余澜向他敬了杯酒:“明哥您这话说的,不管这事儿能不能成,我都感激你。下回你有什么事儿我能帮上忙,尽管找我!”
这次饭局结束以后,余澜回到家,已是凌晨两点。
她满身酒气,躺在出租屋的床上,看着头顶的白炽灯,头痛,肚子也翻江倒海。
这几年换了一个行业,余澜意识到饭局是不可避免的。
她自己是变了很多的,饭桌上她渐渐地会说一些恭维的话,酒量也越来越好,与从前相比,变化实在太大了。
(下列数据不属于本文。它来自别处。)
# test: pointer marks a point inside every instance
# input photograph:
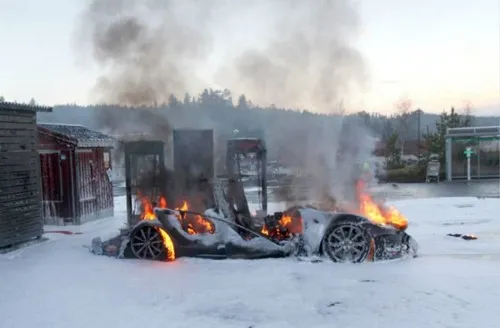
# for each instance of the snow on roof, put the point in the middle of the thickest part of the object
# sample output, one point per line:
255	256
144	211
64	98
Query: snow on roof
82	136
4	105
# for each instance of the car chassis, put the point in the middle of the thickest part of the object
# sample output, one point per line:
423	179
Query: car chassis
340	237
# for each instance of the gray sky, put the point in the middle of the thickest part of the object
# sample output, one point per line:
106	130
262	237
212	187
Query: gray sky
436	52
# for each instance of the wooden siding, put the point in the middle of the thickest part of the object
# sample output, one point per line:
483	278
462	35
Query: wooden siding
94	189
20	196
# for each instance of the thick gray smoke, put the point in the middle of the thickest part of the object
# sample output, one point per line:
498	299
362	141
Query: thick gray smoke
305	58
309	61
146	51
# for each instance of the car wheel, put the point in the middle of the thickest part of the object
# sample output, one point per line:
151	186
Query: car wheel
146	243
347	242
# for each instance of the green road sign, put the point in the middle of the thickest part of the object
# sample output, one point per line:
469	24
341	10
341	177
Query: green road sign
468	152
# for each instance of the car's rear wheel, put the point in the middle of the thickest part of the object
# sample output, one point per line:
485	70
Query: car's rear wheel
347	242
146	243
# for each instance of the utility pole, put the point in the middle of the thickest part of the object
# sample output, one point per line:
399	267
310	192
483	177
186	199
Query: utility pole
418	132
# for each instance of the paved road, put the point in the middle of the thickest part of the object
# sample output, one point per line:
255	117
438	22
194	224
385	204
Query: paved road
485	188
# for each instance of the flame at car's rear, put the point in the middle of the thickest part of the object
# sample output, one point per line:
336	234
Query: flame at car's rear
148	214
378	213
284	228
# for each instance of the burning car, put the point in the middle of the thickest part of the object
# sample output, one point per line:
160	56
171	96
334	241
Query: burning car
227	230
305	232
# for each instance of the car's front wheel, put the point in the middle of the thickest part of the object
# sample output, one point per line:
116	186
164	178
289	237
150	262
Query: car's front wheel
146	243
346	242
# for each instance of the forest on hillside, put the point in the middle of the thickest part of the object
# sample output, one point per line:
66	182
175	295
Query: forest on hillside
218	110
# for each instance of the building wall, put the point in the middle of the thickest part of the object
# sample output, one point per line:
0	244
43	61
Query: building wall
20	190
94	188
75	185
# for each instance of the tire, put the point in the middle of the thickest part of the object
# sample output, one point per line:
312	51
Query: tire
146	243
346	242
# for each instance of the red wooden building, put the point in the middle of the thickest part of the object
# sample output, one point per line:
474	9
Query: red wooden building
75	165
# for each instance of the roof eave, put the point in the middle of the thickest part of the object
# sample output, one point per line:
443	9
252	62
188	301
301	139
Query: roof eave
24	107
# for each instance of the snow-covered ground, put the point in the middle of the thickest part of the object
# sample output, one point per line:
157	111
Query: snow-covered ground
454	283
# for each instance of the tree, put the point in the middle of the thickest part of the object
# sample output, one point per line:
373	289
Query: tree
436	141
404	110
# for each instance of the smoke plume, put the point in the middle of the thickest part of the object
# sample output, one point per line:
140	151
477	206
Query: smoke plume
309	61
305	57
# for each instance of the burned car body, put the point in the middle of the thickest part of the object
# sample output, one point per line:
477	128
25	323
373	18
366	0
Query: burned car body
227	229
340	237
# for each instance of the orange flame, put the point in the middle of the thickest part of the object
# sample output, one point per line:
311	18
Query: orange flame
286	227
194	224
148	214
378	213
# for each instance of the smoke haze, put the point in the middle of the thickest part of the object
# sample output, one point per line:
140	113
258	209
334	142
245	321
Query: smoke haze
148	50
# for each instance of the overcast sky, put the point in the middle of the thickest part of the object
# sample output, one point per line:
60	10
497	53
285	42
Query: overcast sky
436	52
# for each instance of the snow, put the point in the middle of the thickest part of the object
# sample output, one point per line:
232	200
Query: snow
454	283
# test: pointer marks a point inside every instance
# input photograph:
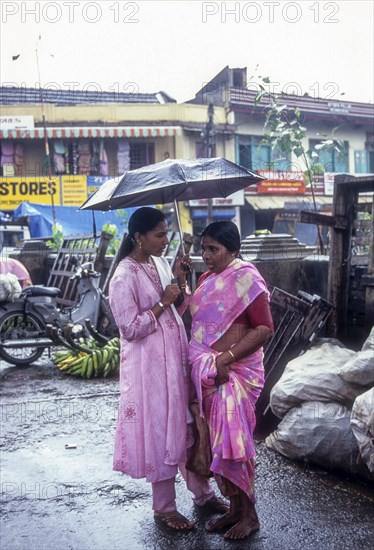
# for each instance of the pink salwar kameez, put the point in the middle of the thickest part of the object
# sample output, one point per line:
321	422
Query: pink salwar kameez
150	440
229	409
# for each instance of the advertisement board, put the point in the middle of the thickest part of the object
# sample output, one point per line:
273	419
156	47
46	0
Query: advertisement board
74	190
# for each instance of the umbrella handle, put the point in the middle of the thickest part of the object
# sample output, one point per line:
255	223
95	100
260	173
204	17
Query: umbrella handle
179	227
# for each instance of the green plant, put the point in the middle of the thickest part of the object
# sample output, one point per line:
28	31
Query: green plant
111	229
57	237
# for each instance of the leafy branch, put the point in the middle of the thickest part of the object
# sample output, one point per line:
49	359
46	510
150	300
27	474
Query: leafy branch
284	131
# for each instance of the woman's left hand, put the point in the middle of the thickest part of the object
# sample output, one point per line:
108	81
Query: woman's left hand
223	371
183	265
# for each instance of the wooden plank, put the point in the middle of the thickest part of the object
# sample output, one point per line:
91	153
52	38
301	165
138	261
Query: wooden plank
323	219
369	294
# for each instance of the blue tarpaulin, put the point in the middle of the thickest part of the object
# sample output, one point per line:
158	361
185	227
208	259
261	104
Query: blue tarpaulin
74	222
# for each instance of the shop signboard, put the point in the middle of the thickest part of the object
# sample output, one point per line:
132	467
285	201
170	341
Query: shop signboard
16	122
36	190
73	190
281	182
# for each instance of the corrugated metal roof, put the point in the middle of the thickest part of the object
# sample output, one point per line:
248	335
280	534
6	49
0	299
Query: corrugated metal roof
21	95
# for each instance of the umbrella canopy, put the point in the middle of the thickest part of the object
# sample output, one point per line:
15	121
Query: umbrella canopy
170	181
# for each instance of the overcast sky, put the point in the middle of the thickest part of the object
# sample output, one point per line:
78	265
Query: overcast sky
324	48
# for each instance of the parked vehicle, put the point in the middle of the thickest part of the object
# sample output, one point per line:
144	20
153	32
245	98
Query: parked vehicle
24	333
288	221
12	233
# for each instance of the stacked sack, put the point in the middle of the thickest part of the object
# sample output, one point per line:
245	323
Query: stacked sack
325	399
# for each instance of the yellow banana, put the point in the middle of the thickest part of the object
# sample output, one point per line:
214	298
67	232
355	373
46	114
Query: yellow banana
84	364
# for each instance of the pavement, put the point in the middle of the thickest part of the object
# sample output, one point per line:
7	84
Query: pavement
59	491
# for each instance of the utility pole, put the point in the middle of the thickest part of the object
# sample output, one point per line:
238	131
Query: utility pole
209	136
46	143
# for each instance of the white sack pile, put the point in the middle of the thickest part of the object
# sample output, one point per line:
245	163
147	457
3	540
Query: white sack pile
325	399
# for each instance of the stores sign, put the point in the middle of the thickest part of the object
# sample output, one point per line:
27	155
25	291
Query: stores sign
23	122
281	182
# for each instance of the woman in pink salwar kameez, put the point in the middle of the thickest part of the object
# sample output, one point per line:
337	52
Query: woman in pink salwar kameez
231	321
151	432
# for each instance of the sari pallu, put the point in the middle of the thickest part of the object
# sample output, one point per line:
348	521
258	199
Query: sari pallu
229	409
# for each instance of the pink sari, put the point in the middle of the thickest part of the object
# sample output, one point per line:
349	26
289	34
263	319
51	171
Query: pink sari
229	409
150	437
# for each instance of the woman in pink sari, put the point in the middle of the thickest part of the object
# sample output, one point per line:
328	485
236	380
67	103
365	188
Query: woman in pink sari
151	432
231	321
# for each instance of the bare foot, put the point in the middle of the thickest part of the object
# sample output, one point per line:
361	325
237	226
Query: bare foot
245	527
225	521
174	520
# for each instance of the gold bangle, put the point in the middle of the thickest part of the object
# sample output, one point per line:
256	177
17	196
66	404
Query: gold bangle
231	353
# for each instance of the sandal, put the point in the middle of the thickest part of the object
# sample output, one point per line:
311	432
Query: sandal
174	520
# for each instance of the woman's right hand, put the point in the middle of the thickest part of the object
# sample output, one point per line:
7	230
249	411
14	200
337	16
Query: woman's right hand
170	294
223	371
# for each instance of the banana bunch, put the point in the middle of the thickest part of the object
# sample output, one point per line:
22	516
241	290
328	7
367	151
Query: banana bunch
98	361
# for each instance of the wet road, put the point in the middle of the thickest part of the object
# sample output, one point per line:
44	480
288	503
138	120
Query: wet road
61	498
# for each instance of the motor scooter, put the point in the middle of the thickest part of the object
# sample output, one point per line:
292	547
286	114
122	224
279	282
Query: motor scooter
24	334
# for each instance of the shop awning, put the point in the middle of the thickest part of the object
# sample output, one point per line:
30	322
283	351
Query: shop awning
94	132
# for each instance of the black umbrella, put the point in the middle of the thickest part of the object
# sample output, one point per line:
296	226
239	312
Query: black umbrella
171	181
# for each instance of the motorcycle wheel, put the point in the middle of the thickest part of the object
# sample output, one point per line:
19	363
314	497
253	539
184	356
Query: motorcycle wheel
13	327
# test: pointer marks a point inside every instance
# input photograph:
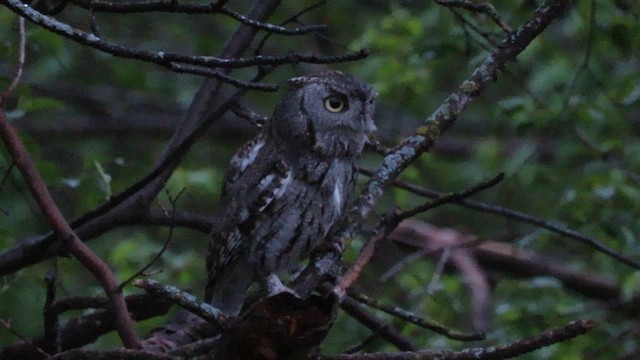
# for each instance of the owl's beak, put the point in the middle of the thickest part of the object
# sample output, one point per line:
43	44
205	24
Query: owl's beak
369	125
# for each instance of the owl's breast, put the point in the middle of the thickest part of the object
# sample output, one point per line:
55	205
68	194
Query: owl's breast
303	217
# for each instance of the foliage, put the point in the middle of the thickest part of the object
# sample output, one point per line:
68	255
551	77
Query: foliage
562	123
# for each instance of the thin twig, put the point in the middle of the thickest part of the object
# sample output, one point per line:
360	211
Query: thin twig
425	137
414	319
484	8
171	216
448	198
518	216
51	320
21	57
390	222
199	65
184	300
517	348
377	325
190	8
65	233
7	326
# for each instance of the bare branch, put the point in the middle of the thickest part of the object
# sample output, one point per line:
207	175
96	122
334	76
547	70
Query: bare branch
485	8
184	300
518	216
425	136
164	247
390	222
191	8
21	56
520	347
414	319
65	233
378	326
199	65
7	326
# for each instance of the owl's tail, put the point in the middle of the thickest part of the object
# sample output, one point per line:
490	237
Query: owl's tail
227	293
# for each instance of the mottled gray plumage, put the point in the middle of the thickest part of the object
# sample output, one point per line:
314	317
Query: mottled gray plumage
286	189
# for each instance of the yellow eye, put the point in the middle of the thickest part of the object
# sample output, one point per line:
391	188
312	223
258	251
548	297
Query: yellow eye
334	104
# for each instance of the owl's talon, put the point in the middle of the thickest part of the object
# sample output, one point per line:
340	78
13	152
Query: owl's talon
275	286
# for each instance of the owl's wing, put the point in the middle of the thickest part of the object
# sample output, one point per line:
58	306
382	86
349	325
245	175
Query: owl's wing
257	178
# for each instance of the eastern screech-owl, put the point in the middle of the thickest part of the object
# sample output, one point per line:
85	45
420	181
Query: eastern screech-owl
286	189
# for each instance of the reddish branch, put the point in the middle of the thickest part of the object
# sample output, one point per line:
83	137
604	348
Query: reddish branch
20	68
425	137
199	65
517	348
66	235
87	328
391	222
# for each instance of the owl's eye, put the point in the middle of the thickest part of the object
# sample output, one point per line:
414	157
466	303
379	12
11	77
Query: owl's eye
335	104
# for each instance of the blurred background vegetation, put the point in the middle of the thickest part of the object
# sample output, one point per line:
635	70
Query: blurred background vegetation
562	123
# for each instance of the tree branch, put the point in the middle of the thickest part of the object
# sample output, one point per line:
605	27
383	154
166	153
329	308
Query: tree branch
517	348
67	236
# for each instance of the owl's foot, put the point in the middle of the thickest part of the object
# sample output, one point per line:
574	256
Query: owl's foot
275	286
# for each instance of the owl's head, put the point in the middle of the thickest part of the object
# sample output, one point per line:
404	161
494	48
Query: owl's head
329	114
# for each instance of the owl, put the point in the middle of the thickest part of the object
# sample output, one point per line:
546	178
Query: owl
286	189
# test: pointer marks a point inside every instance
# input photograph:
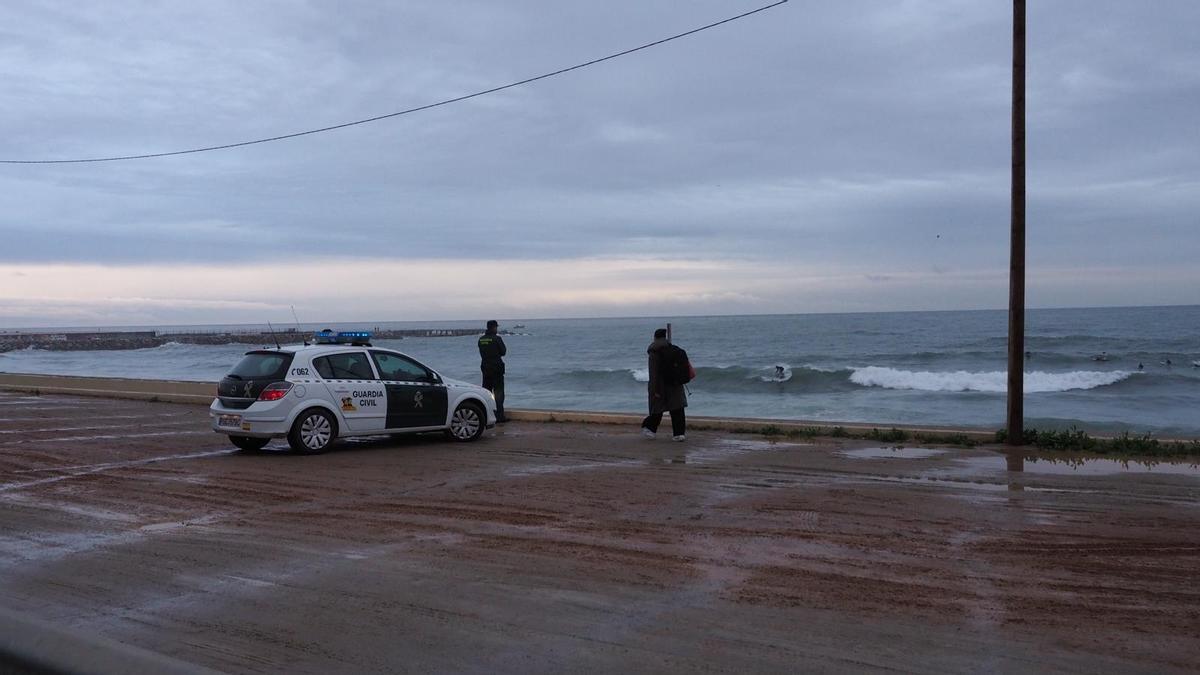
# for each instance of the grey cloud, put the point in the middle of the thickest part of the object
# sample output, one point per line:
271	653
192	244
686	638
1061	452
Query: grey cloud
852	131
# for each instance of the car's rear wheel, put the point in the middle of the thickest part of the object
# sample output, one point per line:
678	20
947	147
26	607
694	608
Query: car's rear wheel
312	432
467	422
249	443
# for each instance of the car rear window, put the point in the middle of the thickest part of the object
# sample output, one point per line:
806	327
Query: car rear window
261	365
352	365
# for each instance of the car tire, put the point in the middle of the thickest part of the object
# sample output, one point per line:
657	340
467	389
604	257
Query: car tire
467	423
313	431
249	443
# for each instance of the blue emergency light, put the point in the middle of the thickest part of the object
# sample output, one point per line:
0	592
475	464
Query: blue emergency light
342	338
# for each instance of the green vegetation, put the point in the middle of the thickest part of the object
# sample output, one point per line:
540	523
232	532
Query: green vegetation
1078	441
891	436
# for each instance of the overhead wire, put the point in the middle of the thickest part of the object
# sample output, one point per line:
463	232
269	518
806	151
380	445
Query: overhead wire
409	111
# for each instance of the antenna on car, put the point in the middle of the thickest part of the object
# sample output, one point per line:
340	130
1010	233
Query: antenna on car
298	324
271	328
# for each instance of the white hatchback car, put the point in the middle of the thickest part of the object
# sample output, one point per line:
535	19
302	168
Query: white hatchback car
313	394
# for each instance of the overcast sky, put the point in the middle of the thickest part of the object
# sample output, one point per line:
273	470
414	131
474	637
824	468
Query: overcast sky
817	156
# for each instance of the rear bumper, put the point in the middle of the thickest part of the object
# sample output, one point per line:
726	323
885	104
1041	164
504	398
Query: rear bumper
263	423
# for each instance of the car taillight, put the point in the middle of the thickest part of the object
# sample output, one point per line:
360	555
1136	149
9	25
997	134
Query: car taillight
275	392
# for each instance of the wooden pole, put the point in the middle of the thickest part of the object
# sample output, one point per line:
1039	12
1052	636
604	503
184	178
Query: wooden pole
1017	260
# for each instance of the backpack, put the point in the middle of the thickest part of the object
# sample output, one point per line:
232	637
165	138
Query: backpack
673	366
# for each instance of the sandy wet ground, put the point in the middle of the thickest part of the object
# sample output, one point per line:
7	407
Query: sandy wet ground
555	547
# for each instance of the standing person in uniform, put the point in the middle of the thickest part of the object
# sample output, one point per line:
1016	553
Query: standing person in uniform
491	348
664	396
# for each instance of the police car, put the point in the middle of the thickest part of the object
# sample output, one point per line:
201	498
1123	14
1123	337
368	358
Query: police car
341	386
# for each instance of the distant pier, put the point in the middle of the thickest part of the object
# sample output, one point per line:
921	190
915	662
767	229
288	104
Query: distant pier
145	339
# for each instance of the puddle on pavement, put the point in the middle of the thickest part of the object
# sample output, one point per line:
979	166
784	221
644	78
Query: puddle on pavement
893	453
1080	466
723	449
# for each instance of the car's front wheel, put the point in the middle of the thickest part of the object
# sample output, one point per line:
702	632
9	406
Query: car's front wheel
312	432
249	443
468	422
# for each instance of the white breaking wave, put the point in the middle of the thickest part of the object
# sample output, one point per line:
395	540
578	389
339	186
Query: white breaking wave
995	381
773	376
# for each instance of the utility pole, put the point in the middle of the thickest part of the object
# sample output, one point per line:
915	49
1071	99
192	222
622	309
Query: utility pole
1017	256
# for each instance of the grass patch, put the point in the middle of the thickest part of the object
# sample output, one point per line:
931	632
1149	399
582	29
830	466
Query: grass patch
891	436
1075	440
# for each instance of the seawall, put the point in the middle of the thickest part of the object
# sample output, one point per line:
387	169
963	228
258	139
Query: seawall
202	393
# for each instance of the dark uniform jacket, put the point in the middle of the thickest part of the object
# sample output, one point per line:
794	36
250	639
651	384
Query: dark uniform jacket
670	396
491	348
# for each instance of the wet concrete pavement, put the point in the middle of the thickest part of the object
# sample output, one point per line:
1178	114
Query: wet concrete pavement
561	547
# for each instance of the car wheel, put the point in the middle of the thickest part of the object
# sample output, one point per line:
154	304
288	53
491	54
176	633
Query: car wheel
467	422
249	443
312	432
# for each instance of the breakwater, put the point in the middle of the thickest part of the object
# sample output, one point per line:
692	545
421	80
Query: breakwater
144	339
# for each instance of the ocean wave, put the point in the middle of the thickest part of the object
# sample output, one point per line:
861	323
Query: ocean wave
990	381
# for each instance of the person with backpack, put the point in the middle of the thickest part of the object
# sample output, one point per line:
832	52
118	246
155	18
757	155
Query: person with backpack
669	370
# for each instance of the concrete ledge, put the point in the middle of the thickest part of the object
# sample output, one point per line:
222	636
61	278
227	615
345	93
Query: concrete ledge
202	393
29	646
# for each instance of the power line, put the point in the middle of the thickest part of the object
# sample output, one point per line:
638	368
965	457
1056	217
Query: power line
417	109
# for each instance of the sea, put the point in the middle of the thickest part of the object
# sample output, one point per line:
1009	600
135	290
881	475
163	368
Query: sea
1102	370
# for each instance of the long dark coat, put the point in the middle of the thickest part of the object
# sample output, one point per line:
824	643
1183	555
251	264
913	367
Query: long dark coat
670	396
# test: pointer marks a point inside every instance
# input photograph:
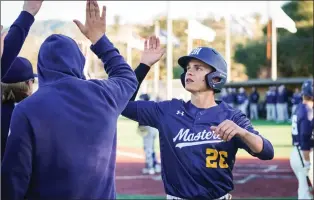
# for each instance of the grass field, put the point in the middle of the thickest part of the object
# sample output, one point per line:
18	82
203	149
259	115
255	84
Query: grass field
278	134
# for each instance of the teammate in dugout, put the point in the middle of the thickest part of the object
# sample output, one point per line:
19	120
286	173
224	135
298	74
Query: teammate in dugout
301	159
199	139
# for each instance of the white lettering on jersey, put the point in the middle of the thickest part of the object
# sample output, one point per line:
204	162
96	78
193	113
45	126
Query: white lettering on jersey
185	138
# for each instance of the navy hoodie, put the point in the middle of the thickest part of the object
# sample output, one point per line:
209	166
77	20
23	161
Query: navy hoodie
62	143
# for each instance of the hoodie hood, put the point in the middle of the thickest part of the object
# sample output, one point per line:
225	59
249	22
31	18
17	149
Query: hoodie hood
59	57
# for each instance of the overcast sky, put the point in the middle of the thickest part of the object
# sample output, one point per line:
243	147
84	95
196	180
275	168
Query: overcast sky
136	11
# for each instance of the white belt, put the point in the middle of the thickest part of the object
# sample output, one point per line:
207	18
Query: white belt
227	196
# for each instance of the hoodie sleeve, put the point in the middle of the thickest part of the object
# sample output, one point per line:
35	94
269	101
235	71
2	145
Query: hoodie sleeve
16	166
122	82
140	72
15	39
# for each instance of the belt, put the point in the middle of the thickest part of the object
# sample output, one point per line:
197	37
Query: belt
225	197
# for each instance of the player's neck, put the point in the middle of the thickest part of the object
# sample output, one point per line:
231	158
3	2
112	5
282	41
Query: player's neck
203	99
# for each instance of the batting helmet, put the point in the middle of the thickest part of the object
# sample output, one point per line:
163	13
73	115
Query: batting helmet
212	58
307	88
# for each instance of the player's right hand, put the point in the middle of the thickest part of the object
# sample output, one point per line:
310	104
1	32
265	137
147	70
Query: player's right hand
95	24
32	7
152	51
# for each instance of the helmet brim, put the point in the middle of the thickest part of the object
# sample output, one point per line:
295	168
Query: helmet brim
184	61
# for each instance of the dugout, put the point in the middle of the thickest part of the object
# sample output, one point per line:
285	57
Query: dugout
262	85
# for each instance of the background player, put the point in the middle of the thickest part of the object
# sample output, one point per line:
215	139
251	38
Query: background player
199	138
302	153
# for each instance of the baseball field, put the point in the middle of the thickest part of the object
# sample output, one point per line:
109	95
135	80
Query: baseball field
253	179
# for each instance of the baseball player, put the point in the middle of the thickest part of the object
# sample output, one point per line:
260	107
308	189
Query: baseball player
302	140
16	85
199	139
149	134
63	138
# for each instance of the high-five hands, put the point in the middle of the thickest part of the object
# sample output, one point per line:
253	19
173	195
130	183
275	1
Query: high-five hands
32	7
95	23
152	51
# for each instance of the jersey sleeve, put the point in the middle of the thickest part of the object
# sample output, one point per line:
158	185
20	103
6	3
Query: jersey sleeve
267	152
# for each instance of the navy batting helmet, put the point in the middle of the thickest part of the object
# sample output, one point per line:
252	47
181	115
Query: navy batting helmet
307	88
212	58
145	97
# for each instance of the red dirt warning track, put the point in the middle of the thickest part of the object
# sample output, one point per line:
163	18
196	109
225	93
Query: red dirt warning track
252	177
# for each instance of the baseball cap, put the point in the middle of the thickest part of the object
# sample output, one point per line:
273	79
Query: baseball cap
21	70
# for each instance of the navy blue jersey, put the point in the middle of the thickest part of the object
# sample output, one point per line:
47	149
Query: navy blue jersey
296	98
196	163
302	127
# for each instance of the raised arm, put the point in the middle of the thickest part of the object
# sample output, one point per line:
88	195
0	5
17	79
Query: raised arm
152	53
246	137
122	81
16	166
17	34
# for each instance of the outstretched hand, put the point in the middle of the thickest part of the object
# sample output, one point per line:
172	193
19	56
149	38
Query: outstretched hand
152	51
2	40
95	23
32	7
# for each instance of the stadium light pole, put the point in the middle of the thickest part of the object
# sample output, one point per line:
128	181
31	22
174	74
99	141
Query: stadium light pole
169	51
157	65
228	46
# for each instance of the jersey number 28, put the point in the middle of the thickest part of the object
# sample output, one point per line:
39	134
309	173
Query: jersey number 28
294	125
213	160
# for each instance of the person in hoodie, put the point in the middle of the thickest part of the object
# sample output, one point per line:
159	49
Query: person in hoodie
14	39
15	86
199	138
63	138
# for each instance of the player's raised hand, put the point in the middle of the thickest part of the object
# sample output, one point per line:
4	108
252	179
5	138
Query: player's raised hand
32	7
2	40
95	22
227	130
152	51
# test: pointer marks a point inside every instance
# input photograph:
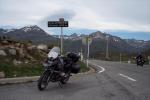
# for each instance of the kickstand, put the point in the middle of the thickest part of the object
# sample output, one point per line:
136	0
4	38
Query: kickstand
59	83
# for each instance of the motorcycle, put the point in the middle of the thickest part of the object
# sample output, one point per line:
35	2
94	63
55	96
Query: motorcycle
58	68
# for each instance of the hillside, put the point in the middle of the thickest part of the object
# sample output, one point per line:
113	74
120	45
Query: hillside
73	43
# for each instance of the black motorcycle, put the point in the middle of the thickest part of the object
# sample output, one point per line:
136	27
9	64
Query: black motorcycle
58	68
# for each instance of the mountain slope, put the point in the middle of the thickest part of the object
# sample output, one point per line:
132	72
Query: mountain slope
30	33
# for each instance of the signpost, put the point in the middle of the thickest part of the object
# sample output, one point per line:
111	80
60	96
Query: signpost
149	59
87	41
61	23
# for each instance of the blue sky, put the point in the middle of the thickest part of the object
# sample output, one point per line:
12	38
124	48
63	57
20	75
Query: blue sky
130	16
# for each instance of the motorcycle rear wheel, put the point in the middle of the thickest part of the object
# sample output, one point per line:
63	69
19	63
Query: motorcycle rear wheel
43	81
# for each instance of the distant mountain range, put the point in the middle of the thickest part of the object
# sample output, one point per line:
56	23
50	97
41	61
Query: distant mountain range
74	42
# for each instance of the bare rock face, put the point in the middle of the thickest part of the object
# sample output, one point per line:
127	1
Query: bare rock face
12	51
2	75
3	53
42	47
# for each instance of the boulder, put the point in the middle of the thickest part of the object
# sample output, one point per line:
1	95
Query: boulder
42	47
12	51
2	75
3	53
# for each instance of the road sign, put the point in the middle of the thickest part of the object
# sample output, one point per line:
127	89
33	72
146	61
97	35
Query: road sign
61	23
86	40
58	24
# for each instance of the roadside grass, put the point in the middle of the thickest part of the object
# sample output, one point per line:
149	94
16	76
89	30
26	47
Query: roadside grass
30	69
21	70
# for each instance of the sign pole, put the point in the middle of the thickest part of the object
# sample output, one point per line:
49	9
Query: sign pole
88	51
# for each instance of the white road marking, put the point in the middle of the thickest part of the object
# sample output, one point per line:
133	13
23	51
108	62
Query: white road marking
103	69
127	77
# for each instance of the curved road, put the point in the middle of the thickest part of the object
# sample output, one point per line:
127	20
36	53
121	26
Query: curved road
112	81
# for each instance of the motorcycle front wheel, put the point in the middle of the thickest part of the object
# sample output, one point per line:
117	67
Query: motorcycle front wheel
43	81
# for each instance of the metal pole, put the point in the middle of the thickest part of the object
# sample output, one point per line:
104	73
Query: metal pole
107	55
61	40
88	51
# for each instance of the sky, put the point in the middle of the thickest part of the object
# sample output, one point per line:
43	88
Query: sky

她想到二十五岁的自己,参加饭局不会说话,非常惶恐,也不会喝酒,那个时候就连公司的聚餐她也总是盼望着取消——
太多人的场合她是不适应的,总觉得无所适从。
但现在不一样了,环境迫使她做出变化,这是不得不发生的改变。
头越来越晕。
蓦地,眼前似乎出现一个背影。
自从邢煜良再次出现在她的生活,她便意识到自己有什么在慢慢地开始改变了。
比如,她会频繁地回忆起从前。
在这样夜深人静的时刻,她居然想起了在香港的那段日子。
有一个刹那,脑海中闪过一个疑问——若当日她没目睹邢煜良的游离,她在他的羽翼下是否会有这样脱胎换骨的改变?这样的改变是好是坏?
她知道那些设想都毫无意义,可她就是会忍不住冒出这样的念头。
也许是她太累了。
余澜裹紧了被子,带着一身酒气,沉沉地进入了梦乡。